Auteur, compositeur et interprète, Vincent Delerm nous séduisait avant tout pour les deux premières compétences citées. Et malgré toute l’affection que nous portons à l’auteur de Fanny Ardant et moi, sa voix traînante et son timbre peu assuré (il n’est pas rare, effectivement, de l’entendre chanter faux) ne nous ont jamais permis de le prendre pour un « grand chanteur » (mais les talents de Gainsbourg ou Brassens ne résidaient pas plus dans leurs voix !). Drôle d’idée donc que cet album « live » où Delerm invite un grand nombre de personnalités à venir interpréter avec lui ses « chansons préférées ». Certes, trois de ces duos sont des chansons de l’auteur (Marine, avec Peter von Poehl, Favourite song avec Neil Hannon ou Na na na avec le grand Mathieu Boogaerts) mais le reste de l’album est composé de reprises.

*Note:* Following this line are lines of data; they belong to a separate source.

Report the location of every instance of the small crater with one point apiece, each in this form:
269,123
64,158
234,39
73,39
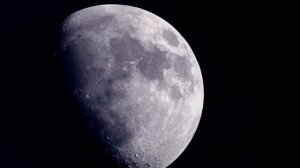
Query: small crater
183,67
170,37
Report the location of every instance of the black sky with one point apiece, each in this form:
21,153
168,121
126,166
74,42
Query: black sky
247,51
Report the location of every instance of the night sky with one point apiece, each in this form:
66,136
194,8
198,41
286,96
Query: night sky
247,53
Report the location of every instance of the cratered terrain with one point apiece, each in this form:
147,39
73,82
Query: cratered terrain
136,80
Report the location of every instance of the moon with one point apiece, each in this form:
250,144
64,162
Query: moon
136,80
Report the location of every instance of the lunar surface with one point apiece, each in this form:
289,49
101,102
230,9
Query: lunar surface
136,80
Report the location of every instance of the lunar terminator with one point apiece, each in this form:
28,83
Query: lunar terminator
136,80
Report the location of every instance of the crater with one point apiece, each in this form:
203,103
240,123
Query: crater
170,37
182,66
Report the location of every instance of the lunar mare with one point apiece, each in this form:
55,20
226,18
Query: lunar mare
137,81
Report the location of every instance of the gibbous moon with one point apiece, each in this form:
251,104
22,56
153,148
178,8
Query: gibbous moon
136,80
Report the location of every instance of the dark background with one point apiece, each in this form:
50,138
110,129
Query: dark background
247,51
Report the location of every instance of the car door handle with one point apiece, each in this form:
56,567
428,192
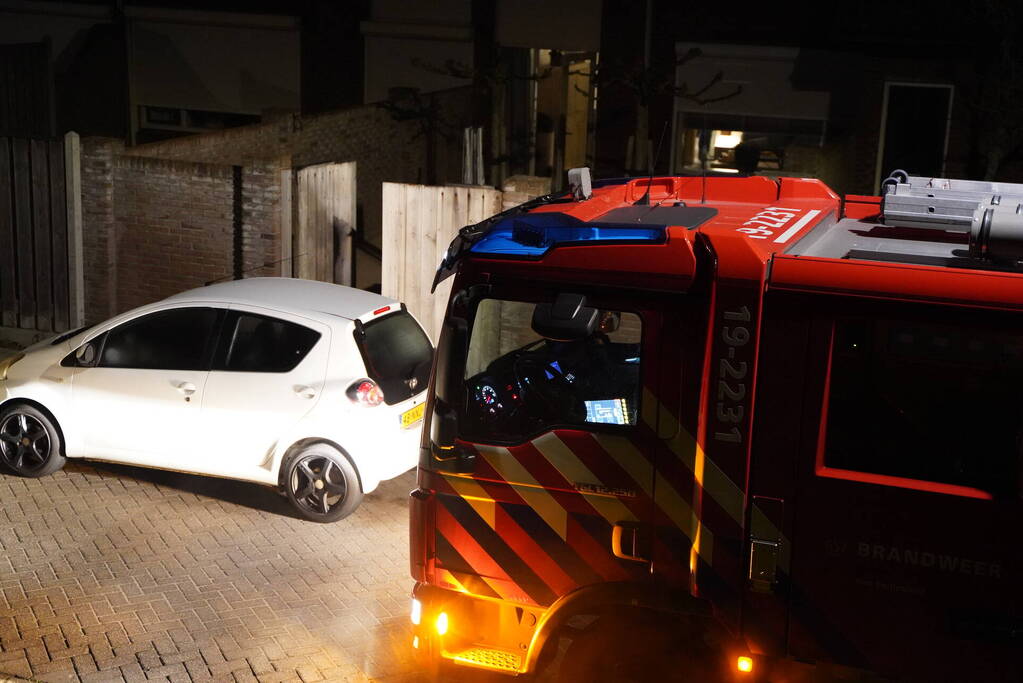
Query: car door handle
305,392
627,541
185,388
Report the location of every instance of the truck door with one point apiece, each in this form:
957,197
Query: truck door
559,489
906,505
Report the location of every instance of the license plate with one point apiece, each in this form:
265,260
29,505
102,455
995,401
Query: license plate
412,415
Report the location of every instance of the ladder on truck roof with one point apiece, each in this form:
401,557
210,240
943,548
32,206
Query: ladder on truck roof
991,214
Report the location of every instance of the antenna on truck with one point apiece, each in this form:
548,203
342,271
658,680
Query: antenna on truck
645,199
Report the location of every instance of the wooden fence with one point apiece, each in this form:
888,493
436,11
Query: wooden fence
324,199
418,223
40,233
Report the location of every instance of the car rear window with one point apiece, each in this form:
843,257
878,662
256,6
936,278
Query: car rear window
397,354
252,343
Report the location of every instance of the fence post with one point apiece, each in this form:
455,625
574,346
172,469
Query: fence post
76,274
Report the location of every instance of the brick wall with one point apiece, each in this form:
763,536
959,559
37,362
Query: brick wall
386,149
156,227
158,218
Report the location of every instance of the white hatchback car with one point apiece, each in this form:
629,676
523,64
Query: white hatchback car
313,388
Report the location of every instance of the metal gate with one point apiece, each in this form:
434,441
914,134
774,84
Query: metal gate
40,233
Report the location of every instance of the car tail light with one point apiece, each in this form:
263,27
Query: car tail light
365,392
7,362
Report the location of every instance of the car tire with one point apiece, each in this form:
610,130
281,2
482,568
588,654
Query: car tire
321,484
30,441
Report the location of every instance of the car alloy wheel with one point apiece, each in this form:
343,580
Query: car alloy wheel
321,484
29,444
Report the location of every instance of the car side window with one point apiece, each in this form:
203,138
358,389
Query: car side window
252,343
175,339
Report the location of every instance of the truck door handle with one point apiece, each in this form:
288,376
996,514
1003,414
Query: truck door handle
626,542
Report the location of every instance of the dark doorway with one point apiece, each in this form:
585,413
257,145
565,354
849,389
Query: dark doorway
915,129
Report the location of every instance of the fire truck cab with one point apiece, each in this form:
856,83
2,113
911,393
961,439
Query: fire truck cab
728,428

L’affiche de l’album est très belle et toute la « nouvelle scène » de la chanson française s’est précipitée au rendez-vous (Bénabar, Cali, Biolay, Cherhal, Katherine…) ainsi que certains vieux de la vieille (Moustaki, Renaud, Souchon Chamfort…). A tel point qu’on craint un instant le simple « coup » commercial destiné à renflouer un peu tout le monde.

On sait que les « reprises » ont le vent en poupe depuis que triomphent les saletés de la « télé-réalité » mais le projet de Delerm s’avère assez vite plus habité et personnel que ce que pouvaient laisser craindre les apparences.

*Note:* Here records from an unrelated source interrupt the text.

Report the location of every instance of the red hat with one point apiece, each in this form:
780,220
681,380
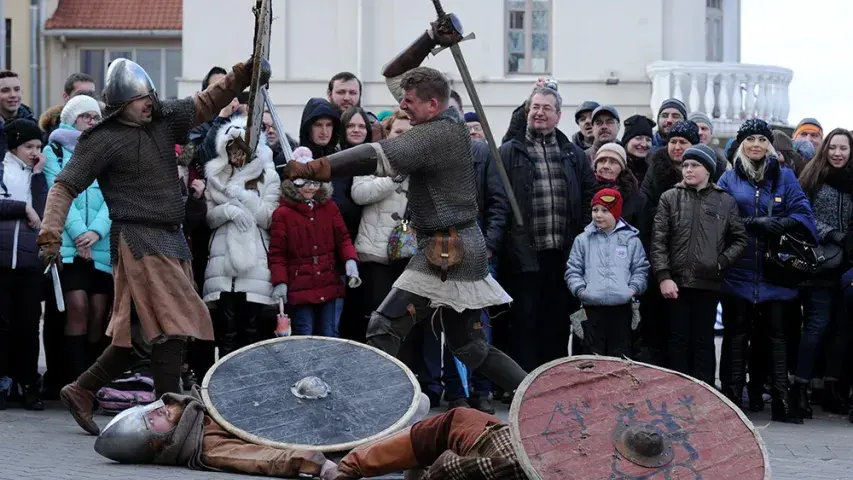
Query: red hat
610,199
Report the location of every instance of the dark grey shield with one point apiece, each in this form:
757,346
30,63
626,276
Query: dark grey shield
264,393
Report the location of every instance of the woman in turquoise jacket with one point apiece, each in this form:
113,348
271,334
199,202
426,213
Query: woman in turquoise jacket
86,275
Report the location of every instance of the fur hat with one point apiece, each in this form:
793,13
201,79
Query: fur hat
21,131
754,126
612,150
78,106
704,155
685,129
699,117
610,199
637,126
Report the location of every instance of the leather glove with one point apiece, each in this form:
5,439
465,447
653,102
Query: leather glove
280,293
764,226
446,30
352,273
318,169
837,238
240,218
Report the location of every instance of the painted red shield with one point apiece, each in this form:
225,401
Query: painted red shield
601,417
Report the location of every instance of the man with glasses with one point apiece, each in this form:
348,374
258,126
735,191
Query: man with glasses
605,126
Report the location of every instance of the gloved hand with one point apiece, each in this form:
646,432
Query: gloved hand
764,226
280,293
241,219
352,274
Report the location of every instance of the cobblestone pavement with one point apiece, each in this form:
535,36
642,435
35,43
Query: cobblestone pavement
48,445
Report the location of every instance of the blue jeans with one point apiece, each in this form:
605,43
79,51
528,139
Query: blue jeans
320,319
823,307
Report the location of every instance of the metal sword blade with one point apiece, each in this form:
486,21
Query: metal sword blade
487,130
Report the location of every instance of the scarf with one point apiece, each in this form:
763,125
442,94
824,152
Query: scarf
184,446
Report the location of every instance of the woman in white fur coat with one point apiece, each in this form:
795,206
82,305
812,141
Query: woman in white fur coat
241,197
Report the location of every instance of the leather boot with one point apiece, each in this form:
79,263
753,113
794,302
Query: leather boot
32,398
783,407
833,399
391,454
79,396
800,396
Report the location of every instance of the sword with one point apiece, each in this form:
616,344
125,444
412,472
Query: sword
57,286
481,113
282,136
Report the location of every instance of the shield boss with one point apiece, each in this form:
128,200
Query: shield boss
601,417
314,393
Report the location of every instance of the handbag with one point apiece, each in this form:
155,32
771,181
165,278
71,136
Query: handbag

Bien sûr, on se serait volontiers passé du Coup d’soleil (l’horreur déflasquée autrefois par Richard Cocciante), repris ici avec Valérie Lemercier. C’est l’exemple type du côté « people » et second degré dans lequel aurait pu se vautrer le disque mais qui, au final, fait figure de contre-exemple.

D’abord parce que Delerm reprend un certain nombre de titres pas forcément très célèbres (je pense aux Cerfs-volants de Biolay ou aux très belles Embellies de mai de Frank Monnet) et qu’il permet, en quelque sorte, de leur donner une seconde vie (très bonne idée aussi de reprendre Les gens qui doutent d’Anne Sylvestre ou Au pays des merveilles de Juliet d’Yves Simon) ; ensuite parce que les chansons choisies possèdent en général suffisamment de qualités pour mériter la reprise (Cent ans de Renaud, Quoi de Gainsbourg…).

Favourite songs permet de se rendre compte également que Delerm a fait des progrès dans le chant. Ce n’est pas encore mirobolant mais on constatera que sur Cent ans, c’est sans doute lui le plus dans le ton alors que la voix de Renaud est de plus en plus rocailleuse et que Bénabar chante carrément faux (ce trio est néanmoins le plus attachant de l’album car il regroupe trois artistes pas forcément à l’aise pour chanter mais qui ont su nous séduire par leurs personnalités et la qualité de leurs écritures). On louera également notre bonhomme d’avoir repris C’était bien, ce superbe titre que chantait autrefois Bourvil.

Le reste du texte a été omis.